During my junior year of high school, my friend, Mike Fox, and I joined a Boy Scout Explorer post sponsored by WPBZ radio in Lock Haven. I had a blast! I was completely in love with the idea of working in radio. I took an audition tape to Scott Masteller at WYRS in Jersey Shore during the summer before my senior year and he hired me. I did two shifts a weekend. A month after I graduated, I was hired fulltime by their sister station, WWPA. Meanwhile, I attended the Pennsylvania College of Technology.
I worked in radio for 12 years, including WLYC and WILQ. On “The Q,” I was part of “Todd and Neal in the Morning.” We had so much fun. Our morning show was rated #1 in our market, and we were rated #7 in the country by Radio and Records (based on percentage audience, and I forget the year, but probably 1999). I also won awards for commercial production. On the weekends, I would hire myself out as a DJ for wedding receptions and parties. I was booked a year in advance.
Things were going well. I was on top of my game and making a ton of money. But somehow, I just wasn’t content. I think that’s what happens when you’re not where God wants you to be.
An opportunity came up to work as a website designer for SiteShell in Shelton, Connecticut. Angela and I had been married in August of 1998 and had just bought a house that December. Changing careers, selling a house, and moving out of state are big decisions for newlyweds to make, but we felt that if we didn’t do it, we’d always wonder “what if.” We left Pennsylvania in June of 2000.
The website company was not really my destination. It was the carrot and stick that God was using to lure me away from radio and back on track with his plan. Yes, I am aware that using this illustration makes me a donkey. If the hoof fits…
Funding was cut to the website company about a year and a half after I started there. Angela lost her job, too. So there we were, unemployed in the most expensive state in the union. But God is good all the time.
I had started a youth ministry at the Long Hill church and was attending a youth conference in Stamford, CT, in March of 2002, when I met Emily Hall, the Associate Pastor at Jesse Lee. She wanted to know if I wanted a job. She said that she was being reassigned that year and that Jesse Lee would be looking for a fulltime youth minister. I thanked her, but told her that on paper I wasn’t qualified for that job. My résumé wouldn’t have moved anybody to interview me, much less hire me. She said she had a feeling, and from that day in March until the day they posted the job in May, not a day went by where she wasn’t in touch either by phone or IM. I submitted an application in May and had an interview in July.
The interview consisted of a meeting with the search committee, which was comprised of 14 people.

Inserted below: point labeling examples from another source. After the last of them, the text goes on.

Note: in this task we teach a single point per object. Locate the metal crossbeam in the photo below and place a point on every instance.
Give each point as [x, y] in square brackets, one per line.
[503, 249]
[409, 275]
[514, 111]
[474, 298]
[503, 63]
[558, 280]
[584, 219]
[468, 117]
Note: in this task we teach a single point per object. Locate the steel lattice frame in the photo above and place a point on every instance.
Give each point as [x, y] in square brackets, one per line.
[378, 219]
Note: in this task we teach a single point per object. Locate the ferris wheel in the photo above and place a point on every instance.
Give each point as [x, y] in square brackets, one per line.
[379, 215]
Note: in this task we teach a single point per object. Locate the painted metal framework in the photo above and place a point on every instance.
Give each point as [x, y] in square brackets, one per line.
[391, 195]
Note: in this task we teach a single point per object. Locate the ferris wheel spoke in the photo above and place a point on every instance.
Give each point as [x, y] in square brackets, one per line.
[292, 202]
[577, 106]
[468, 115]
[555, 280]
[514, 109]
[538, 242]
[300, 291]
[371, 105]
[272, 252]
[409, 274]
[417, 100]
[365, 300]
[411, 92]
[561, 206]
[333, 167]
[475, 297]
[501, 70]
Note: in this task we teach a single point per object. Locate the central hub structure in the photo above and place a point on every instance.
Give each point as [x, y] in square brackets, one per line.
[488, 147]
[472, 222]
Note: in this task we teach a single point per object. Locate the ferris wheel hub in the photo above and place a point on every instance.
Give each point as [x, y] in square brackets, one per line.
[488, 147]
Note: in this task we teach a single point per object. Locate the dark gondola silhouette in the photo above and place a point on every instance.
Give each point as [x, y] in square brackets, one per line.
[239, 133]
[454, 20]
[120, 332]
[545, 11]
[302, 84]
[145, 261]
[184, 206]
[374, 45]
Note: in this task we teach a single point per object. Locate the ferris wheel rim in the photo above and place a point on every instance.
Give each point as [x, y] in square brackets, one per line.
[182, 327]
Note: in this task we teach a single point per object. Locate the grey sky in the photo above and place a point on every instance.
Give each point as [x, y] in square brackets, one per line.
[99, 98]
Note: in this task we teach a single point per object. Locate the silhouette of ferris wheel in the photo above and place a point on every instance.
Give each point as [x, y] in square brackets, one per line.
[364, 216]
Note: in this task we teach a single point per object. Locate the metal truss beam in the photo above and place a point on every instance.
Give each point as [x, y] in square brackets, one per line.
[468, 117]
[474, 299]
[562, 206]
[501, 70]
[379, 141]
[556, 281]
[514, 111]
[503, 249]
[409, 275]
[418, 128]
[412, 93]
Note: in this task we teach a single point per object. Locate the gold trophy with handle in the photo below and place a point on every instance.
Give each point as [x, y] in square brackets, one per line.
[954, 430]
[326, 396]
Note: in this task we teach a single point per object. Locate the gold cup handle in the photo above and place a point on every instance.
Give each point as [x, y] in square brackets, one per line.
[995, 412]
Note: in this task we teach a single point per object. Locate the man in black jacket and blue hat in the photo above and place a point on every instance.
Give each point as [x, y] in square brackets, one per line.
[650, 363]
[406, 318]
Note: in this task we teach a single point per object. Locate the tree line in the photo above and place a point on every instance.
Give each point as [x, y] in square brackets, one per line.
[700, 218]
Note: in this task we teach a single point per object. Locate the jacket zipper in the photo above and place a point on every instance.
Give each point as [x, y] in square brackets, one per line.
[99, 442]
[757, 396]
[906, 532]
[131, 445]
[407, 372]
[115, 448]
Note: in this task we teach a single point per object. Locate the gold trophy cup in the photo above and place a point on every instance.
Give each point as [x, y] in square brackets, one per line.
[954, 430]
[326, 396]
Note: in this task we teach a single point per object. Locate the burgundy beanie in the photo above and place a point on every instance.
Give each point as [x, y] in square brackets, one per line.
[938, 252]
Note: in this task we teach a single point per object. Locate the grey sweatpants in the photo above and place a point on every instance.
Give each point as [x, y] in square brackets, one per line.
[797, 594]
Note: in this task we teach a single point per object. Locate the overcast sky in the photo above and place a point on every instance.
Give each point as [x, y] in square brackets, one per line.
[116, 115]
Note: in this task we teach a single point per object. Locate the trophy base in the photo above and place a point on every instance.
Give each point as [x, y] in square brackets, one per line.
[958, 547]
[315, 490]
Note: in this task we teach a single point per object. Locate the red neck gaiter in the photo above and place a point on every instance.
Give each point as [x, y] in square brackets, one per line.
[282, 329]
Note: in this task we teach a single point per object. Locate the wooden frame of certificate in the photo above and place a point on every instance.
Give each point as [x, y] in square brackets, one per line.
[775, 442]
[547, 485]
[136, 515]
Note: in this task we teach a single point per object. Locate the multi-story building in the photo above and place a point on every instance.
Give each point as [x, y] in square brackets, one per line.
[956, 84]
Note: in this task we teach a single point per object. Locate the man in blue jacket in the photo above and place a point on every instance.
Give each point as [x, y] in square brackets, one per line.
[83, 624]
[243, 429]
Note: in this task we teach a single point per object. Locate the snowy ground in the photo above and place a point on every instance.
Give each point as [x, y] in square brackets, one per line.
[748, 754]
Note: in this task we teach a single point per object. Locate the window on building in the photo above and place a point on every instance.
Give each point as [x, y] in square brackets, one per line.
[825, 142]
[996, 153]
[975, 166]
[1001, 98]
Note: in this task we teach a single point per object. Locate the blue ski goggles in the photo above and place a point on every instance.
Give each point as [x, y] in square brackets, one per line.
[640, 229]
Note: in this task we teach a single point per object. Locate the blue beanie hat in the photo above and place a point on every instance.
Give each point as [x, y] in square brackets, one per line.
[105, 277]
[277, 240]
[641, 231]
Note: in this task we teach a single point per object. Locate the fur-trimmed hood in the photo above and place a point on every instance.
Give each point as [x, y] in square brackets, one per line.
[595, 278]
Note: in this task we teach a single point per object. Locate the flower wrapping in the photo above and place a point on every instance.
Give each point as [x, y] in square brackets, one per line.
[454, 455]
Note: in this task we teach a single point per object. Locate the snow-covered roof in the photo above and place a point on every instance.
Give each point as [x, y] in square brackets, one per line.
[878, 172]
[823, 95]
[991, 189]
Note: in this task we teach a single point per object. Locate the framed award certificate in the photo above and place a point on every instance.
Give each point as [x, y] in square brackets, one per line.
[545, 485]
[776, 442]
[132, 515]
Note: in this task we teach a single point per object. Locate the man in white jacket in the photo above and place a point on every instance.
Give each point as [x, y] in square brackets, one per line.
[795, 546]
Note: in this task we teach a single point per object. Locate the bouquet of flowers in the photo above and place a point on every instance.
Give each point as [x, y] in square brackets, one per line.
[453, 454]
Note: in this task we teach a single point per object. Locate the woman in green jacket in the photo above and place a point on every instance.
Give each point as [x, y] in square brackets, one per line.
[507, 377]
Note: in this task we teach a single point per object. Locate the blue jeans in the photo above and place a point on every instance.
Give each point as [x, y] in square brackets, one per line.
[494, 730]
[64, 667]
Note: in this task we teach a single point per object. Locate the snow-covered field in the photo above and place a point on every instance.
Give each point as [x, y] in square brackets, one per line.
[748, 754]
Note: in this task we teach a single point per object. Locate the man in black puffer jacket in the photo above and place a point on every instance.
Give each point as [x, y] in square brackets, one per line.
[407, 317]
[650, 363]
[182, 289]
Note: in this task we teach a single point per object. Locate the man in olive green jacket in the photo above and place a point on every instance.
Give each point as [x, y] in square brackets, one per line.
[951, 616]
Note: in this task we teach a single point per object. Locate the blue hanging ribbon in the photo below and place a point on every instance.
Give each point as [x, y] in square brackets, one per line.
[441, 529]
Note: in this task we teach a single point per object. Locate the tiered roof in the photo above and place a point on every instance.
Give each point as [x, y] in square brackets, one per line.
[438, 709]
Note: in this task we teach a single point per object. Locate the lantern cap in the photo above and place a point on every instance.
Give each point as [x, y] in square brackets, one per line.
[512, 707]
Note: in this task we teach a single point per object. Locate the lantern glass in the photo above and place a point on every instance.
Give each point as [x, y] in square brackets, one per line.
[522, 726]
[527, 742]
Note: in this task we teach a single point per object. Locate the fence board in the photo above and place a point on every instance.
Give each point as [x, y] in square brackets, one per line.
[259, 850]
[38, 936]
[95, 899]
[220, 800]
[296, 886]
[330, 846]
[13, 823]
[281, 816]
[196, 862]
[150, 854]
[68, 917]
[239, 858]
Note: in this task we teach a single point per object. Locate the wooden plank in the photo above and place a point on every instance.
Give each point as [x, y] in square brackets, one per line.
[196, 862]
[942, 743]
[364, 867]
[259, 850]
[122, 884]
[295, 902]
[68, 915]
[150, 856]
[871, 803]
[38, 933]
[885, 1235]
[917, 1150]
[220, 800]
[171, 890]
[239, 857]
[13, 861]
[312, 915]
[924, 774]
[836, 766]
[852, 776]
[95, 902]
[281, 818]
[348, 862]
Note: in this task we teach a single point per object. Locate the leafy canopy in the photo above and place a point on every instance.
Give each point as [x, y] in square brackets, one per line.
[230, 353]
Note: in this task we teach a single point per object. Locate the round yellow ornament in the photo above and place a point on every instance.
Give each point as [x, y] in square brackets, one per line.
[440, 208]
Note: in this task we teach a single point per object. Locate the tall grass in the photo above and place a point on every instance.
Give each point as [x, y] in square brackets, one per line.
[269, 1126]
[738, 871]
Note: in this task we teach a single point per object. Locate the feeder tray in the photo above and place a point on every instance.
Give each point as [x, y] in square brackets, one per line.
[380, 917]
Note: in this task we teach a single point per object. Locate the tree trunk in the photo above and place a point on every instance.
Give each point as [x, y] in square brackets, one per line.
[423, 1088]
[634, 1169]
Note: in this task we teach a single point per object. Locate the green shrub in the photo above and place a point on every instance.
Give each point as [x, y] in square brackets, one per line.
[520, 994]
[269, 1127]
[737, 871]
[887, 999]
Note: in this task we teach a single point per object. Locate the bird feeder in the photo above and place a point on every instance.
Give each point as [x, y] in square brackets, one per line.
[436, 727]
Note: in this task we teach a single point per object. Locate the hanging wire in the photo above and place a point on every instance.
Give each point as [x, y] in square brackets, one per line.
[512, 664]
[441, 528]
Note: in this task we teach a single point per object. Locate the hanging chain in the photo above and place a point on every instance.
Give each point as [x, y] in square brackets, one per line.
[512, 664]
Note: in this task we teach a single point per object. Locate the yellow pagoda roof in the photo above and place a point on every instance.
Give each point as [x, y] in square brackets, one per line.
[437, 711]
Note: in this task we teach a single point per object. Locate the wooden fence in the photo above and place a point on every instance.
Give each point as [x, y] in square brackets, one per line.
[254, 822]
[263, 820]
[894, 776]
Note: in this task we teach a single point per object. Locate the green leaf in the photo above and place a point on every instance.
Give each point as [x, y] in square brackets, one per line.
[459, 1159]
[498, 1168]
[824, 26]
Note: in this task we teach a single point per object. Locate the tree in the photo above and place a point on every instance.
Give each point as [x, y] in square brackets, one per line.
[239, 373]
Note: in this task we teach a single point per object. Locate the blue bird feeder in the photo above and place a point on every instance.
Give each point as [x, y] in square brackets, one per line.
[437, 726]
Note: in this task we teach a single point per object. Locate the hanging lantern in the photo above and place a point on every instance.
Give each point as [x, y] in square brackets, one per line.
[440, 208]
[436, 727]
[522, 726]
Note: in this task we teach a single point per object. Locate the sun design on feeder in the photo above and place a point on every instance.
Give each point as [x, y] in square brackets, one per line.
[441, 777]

They all asked me a bunch of theological and hypothetical questions. I should have been nervous, but I wasn’t. I knew that whomever God wanted to have this job would have it, and all the rest was just a going through of the motions. But when Craig Stunkel, the chairperson of SPRC, called to offer me the job, then I got nervous.
Aside from my duties at Jesse Lee, I work as a youth ministry consultant for the New York Annual Conference. I visit churches in the region to help them start and strengthen their youth ministries.
I also work as a staff writer for the United Methodist Publishing House, for their youth Sunday school curriculum called LinC.
Each week, I write daily devotions for the kids in my youth group and publish them on www.DailyDevos.org, where youth group leaders can download, copy, and distribute them to their kids.
I am incredibly happy, and good things are happening here. Praise be to God.